2019牛客多校7H

转载自 link

###name Pair

###descirption Given three integers A, B, C. Count the number of pairs <x,y> (with 1≤x≤A and 1≤y≤B)such that at least one of the following is true:

• (x and y) > C
• (x xor y) < C ("and", "xor" are bit operators)

###input The first line of the input gives the number of test cases, T (T≤100).
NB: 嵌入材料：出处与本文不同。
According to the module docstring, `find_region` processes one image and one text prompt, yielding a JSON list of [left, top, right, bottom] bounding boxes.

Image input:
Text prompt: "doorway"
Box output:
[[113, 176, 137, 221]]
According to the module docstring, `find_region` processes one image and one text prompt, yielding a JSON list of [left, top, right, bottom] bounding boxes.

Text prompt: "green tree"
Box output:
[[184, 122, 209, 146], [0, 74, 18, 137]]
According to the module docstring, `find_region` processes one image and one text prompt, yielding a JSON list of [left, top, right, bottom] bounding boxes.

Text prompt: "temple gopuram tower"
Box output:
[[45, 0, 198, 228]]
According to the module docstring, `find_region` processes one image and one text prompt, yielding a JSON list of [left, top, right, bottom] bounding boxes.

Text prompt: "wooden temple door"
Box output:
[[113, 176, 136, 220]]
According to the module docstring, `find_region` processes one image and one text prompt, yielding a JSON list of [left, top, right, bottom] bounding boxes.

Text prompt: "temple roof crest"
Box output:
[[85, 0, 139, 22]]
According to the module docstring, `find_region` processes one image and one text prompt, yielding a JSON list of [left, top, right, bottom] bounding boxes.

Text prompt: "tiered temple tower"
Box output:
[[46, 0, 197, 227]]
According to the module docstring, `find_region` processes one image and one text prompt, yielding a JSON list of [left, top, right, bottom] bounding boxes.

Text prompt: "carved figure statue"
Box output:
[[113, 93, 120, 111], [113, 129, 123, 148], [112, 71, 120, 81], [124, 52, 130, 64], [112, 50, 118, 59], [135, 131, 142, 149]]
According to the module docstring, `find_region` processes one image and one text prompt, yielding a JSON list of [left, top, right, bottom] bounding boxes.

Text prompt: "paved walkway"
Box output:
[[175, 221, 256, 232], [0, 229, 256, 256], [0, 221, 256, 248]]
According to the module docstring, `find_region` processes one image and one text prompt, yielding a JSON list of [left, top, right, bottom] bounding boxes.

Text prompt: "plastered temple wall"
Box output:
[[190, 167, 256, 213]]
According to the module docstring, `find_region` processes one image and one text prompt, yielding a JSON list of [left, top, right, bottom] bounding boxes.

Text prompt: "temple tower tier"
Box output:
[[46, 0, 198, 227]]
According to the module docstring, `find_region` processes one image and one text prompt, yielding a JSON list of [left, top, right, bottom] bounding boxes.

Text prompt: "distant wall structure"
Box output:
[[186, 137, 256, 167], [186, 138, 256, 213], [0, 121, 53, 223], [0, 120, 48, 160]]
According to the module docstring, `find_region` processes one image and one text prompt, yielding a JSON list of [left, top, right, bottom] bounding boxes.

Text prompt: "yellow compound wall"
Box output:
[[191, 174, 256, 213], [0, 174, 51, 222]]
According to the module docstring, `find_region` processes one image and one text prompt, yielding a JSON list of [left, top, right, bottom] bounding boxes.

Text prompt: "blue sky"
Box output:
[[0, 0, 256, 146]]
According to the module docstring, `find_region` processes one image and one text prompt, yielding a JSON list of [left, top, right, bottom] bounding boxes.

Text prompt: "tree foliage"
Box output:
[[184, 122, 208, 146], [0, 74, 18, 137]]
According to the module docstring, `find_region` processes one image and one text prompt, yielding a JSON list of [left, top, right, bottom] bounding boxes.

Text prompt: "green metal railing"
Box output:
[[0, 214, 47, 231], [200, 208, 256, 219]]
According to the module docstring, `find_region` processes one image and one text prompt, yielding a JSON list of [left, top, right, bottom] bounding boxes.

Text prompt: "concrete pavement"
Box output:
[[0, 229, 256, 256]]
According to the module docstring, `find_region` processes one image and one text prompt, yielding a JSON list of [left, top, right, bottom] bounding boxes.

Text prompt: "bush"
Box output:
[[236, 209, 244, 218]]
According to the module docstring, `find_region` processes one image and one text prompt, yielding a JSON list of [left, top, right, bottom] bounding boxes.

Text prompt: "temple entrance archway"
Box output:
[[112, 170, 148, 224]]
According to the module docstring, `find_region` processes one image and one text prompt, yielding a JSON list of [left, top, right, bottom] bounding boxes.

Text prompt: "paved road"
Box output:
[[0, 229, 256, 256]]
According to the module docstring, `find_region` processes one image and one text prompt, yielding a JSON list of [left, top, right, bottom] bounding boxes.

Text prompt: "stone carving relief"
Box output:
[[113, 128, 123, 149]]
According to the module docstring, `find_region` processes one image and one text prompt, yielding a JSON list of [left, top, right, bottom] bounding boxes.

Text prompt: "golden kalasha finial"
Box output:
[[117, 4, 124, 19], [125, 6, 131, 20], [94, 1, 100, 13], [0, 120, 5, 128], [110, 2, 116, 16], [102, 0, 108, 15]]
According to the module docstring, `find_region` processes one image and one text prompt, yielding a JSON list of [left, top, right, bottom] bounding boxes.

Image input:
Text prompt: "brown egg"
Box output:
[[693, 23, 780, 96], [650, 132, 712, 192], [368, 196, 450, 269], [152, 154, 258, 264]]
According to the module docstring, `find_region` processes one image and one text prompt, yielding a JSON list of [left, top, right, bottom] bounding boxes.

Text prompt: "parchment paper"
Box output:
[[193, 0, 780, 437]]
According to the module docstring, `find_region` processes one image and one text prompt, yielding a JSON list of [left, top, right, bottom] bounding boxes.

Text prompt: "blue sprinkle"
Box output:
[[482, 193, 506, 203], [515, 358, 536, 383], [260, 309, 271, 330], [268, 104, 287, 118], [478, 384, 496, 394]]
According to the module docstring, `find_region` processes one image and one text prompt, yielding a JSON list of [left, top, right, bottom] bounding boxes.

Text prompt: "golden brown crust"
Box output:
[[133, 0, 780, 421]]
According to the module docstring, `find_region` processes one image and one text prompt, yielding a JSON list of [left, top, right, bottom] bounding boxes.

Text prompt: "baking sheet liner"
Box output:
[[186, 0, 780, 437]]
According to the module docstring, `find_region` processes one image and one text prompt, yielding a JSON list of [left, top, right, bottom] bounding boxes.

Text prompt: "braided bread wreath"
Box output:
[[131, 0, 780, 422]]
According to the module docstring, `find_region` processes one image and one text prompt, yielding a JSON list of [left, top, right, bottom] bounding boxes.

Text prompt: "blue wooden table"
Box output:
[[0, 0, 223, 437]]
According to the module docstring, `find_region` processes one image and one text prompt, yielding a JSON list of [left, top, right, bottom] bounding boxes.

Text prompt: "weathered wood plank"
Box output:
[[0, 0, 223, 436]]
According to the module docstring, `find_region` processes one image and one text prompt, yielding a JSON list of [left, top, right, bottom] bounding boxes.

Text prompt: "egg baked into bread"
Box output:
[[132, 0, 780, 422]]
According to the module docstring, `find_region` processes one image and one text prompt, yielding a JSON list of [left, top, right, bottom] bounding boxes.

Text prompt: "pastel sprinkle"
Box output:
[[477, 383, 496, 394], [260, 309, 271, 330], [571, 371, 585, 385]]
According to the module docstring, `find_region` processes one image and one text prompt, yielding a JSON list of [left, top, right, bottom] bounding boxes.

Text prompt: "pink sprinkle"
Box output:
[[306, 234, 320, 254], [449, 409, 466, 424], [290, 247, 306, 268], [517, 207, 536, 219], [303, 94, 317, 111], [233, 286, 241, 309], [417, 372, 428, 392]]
T test cases follow.

For each test case, the only line contains three integers A, B and C. $1≤A,B,C≤10^9$

###output For each test case, the only line contains an integer that is the number of pairs satisfying the condition given in the problem statement.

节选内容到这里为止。